PhaseBio Pharmaceuticals is a clinical-stage biopharmaceutical company focused on the development and commercialization of novel therapies to treat orphan diseases, with an initial focus on cardiopulmonary disorders.

Our lead product candidate, PB2452, is a novel reversal agent for the antiplatelet drug ticagrelor, which we are developing for the treatment of patients on ticagrelor who are experiencing a major bleeding event or those who require urgent surgery. PB2452 was exclusively licensed from MedImmune, the global biologics research and development arm of AstraZeneca, for global development and commercialization by PhaseBio. We recently completed a Phase 1 clinical trial of PB2452 in healthy subjects and published the results of the trial in the New England Journal of Medicine.
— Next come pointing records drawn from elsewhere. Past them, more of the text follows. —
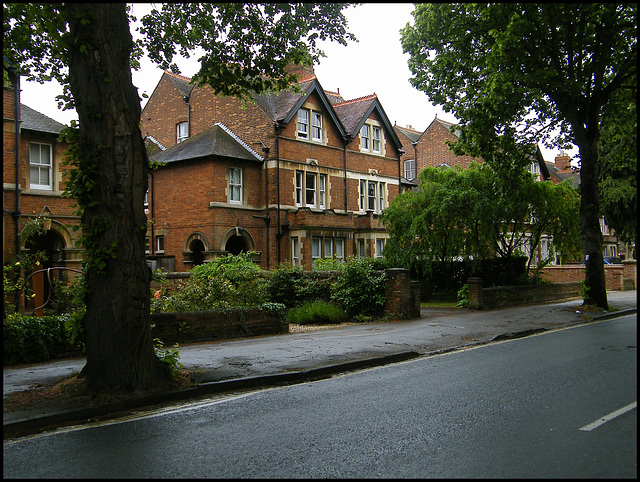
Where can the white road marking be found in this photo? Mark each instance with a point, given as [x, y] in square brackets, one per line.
[606, 418]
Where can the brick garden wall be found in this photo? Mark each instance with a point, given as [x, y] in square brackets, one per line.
[491, 298]
[618, 277]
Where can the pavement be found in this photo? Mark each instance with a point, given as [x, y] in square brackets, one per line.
[234, 365]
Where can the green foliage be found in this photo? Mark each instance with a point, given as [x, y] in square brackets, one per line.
[478, 213]
[514, 75]
[224, 282]
[252, 55]
[30, 339]
[291, 286]
[359, 290]
[618, 156]
[463, 296]
[316, 312]
[169, 358]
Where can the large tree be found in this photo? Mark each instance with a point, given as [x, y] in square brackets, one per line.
[479, 214]
[523, 71]
[89, 49]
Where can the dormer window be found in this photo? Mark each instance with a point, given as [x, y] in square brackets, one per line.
[316, 130]
[371, 139]
[40, 166]
[310, 125]
[365, 138]
[303, 124]
[377, 138]
[182, 132]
Our second product candidate, PB1046, is being developed as a once-weekly novel treatment for pulmonary arterial hypertension (PAH). PB1046 is a subcutaneously-injected, sustained release analogue of the native human peptide, vasoactive intestinal peptide. PB1046 utilizes our proprietary half-life extending elastin-like polypeptide (ELP) technology. We are currently conducting a Phase 2b clinical trial of PB1046 in patients with PAH.

Our proprietary ELP technology platform uses recombinant elastin-like polypeptide biopolymers to extend the circulating half-life of proteins and peptides and provide a sustained-release mechanism, resulting in exposure of active molecules for periods of a week or longer from a single subcutaneous injection. We believe that our ELP technology enhances solubility, stability and bioavailability, provides extended drug exposure and creates product candidates that are straightforward to manufacture and easy to administer.